In the first chapter, she describes the Milwaukee discovered by German immigrants in the 1830s:
"In Mettenheim [birthplace of Phillip Best], the land's potential might have remained cocooned in a web of restraints, dominated by lords and princes and worked by peasants burdened by illiteracy, heavy taxes, and impossible rents. Not so in the United States."

*blink* Sounds like they were escaping the United States of today, if you substitute "environmentalist wackos and nanny-staters" for "lords and princes" and "endless government regulation" for "illiteracy"...

And she quotes a letter to family back home, written by one Nicholas Frest in 1841:
"One cannot describe how good it is in America. In America one knows nothing about taxes. Here one does not need to worry about beggars as we do in Germany. Here a man works for himself. Here the one is equal to the other."

Unbelievable that he was writing about Chicago! They'll charge you 10% sales tax on a brew, on top of the alcohol, property, and income taxes the pub has already paid and included in the price, and I won't even start on the modern equivalent of "beggars."

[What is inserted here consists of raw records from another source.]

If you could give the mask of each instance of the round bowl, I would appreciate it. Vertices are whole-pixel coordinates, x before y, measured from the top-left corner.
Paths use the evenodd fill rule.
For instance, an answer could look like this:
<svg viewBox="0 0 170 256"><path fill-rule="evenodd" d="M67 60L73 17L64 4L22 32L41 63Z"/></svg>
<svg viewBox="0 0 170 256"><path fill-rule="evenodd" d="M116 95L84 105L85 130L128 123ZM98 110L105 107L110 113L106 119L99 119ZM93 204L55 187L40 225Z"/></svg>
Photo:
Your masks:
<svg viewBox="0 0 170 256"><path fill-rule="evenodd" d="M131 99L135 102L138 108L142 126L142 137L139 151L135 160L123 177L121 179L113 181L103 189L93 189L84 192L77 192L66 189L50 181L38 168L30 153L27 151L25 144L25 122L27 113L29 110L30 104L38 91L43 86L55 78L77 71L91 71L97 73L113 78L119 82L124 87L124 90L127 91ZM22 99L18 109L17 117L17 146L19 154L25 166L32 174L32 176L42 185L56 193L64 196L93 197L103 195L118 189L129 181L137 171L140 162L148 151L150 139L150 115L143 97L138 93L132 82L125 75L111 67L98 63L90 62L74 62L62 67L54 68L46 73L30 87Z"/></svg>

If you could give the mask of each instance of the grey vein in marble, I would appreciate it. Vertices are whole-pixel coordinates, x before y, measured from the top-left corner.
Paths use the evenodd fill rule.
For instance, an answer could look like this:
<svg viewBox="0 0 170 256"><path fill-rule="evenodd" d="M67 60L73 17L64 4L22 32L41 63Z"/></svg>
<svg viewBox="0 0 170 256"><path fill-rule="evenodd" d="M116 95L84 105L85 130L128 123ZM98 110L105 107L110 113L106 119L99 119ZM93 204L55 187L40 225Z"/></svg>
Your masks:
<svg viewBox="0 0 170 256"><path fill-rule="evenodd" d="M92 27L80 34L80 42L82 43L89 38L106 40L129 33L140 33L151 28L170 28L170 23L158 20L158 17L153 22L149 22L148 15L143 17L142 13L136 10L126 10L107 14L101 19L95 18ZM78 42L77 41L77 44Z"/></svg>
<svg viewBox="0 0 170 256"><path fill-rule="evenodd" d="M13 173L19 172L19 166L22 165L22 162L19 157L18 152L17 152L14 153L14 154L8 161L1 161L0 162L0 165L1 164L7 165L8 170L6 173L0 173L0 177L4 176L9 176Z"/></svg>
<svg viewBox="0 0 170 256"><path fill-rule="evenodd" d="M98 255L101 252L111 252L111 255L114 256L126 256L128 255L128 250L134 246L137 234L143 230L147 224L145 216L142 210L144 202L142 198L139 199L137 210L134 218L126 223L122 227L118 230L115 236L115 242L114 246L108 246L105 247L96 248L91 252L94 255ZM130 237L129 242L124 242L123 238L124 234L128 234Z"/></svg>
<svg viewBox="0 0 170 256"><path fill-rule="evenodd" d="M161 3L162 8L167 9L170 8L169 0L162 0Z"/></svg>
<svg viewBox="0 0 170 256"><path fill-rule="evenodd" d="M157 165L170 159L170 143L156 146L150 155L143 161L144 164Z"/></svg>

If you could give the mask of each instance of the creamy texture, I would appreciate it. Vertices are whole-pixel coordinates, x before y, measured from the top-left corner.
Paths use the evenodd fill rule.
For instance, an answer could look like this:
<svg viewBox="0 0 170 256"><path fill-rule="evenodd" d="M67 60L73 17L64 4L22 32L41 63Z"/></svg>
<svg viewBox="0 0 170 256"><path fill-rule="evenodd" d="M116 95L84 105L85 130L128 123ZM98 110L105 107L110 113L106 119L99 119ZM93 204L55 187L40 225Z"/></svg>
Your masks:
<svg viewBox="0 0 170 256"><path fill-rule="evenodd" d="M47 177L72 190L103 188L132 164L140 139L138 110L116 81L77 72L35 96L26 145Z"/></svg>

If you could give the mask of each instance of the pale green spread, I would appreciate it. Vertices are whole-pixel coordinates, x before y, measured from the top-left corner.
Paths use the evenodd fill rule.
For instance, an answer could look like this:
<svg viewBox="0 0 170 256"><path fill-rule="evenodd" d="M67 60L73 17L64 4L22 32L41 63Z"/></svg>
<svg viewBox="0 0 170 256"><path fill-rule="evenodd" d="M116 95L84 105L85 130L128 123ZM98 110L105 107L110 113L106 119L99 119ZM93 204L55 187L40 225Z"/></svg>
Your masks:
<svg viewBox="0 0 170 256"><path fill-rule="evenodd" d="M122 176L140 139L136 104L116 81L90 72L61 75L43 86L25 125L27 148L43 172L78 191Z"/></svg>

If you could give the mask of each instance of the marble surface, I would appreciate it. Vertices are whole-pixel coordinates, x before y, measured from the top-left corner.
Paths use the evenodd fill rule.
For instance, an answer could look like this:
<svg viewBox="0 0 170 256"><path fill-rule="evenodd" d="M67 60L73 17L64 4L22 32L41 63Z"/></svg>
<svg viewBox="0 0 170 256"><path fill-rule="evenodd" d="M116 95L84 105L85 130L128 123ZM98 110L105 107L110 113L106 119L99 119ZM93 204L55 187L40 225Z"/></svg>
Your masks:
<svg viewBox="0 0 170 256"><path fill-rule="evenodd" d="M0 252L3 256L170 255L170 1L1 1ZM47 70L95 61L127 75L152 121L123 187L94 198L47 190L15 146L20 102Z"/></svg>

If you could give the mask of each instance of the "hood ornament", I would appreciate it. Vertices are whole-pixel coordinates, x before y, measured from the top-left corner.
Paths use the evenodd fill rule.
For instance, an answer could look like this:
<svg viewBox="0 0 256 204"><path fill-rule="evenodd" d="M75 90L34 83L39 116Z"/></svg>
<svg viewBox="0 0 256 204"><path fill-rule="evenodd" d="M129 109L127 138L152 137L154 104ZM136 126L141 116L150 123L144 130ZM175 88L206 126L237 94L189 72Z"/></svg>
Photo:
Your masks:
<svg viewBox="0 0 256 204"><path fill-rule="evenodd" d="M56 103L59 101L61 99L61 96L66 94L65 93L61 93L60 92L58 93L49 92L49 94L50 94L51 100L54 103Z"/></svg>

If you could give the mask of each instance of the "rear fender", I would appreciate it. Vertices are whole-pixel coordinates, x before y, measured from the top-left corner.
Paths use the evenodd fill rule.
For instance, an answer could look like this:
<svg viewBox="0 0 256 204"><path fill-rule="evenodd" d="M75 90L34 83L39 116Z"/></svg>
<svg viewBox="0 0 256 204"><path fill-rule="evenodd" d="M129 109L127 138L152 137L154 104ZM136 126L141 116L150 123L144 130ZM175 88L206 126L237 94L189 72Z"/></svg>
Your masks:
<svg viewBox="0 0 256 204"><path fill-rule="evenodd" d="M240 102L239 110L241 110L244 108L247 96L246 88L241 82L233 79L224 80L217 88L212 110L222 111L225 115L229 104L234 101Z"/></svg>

Then there were the 1855 anti-German Beer Riots, laws passed throughout the 19th century specifically to keep Germans from drinking beer (while English-Americans were free to swill spirits), and the beatings, rapes, and lynchings of Germans during the early 20th century, and not just during WWI. See how my people have been treated! Make that reparations check out to "Heather." [This paragraph may be satire. Or not, I haven't decided yet.]